Numbers held down by 13 percent year-over-year decline in desktops due to ongoing shift toward portable computers.

Charles Cooper Former Executive Editor / News
Charles Cooper was an executive editor at CNET News. He has covered technology and business for more than 25 years, working at CBSNews.com, the Associated Press, Computer & Software News, Computer Shopper, PC Week, and ZDNet.
Charles Cooper
2 min read
CNET

Update, 2:24 PT Apple, enjoying the halo effect of selling iPhones, iPads, and iPods, said that it sold 4 million Macs during the company's third quarter, up 2 percent over the year-ago quarter.

That was in line with estimates. Before Apple's announcement, brokerage BGC Partners estimated that Apple would sell 4 million units in the quarter, partly because of an influx of first-time buyers. Apple had earlier gone on record noting that new users account for one out of two Macintosh computers sold in Apple stores.

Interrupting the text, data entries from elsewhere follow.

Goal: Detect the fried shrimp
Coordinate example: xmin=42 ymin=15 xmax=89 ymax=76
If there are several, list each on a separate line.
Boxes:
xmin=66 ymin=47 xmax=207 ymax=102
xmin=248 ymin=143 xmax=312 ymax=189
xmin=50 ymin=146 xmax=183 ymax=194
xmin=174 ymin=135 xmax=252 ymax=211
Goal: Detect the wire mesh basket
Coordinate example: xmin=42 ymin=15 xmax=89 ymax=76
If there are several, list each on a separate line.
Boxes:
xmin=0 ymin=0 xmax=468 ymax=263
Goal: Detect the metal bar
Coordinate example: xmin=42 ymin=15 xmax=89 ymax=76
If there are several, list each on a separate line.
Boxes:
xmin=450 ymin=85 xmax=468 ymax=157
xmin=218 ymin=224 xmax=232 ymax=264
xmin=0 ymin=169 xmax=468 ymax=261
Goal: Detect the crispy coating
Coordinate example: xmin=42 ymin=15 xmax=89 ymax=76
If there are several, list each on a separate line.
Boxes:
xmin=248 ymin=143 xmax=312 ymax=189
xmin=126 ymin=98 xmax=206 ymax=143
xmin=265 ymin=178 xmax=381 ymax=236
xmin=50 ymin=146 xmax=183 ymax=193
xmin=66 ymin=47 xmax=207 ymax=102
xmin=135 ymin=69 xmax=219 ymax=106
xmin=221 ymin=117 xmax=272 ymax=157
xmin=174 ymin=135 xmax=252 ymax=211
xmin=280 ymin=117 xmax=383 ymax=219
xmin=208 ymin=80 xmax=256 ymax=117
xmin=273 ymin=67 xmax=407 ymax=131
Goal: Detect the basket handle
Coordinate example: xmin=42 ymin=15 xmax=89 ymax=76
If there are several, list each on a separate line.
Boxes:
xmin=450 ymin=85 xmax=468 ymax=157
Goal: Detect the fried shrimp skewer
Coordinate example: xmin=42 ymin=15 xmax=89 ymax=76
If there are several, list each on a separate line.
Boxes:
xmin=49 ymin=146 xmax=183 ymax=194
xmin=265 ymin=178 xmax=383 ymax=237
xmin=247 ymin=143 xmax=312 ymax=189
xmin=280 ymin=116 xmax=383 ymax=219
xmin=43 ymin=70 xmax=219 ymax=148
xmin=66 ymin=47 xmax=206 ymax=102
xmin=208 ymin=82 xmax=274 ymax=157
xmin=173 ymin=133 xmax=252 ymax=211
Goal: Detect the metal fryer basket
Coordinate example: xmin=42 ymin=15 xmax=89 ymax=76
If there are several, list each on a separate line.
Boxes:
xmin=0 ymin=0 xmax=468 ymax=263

However, the broader industry shift toward portable computers also affected Apple. In the quarter, Mac sales were up 2 percent overall, but the division's revenues actually fell 3 percent from the same period a year earlier. That's because Apple sold 13 percent fewer desktops than a year earlier. By contrast, Mac portable sales rose 8 percent.

Apple had a tough comparison with the year-ago quarter, when it set a company record by selling 3.47 million Macs.

  • Apple shipped 1.2 million desktops and 2.8 million Mac portables.
  • Desktops accounted for $1.6 billion in revenue.
  • Portables accounted for $3.5 billion in revenue.

About half of the Macs sold in Apple stores were to customers new to Apple, the company's CFO Peter Oppenheimer said on the earnings call Tuesday afternoon. Another interesting tidbit: Apple sold 791,000 Macs in the stores during the quarter.

Looking ahead to sales estimates for the current quarter, Oppenheimer said that Apple expected to register "a sequential increase."

The only Mac that Apple upgraded in the quarter was the iMac. Apple introduced new versions of the all-in-one desktop with Thunderbolt I/O technology and faster Intel processors in May.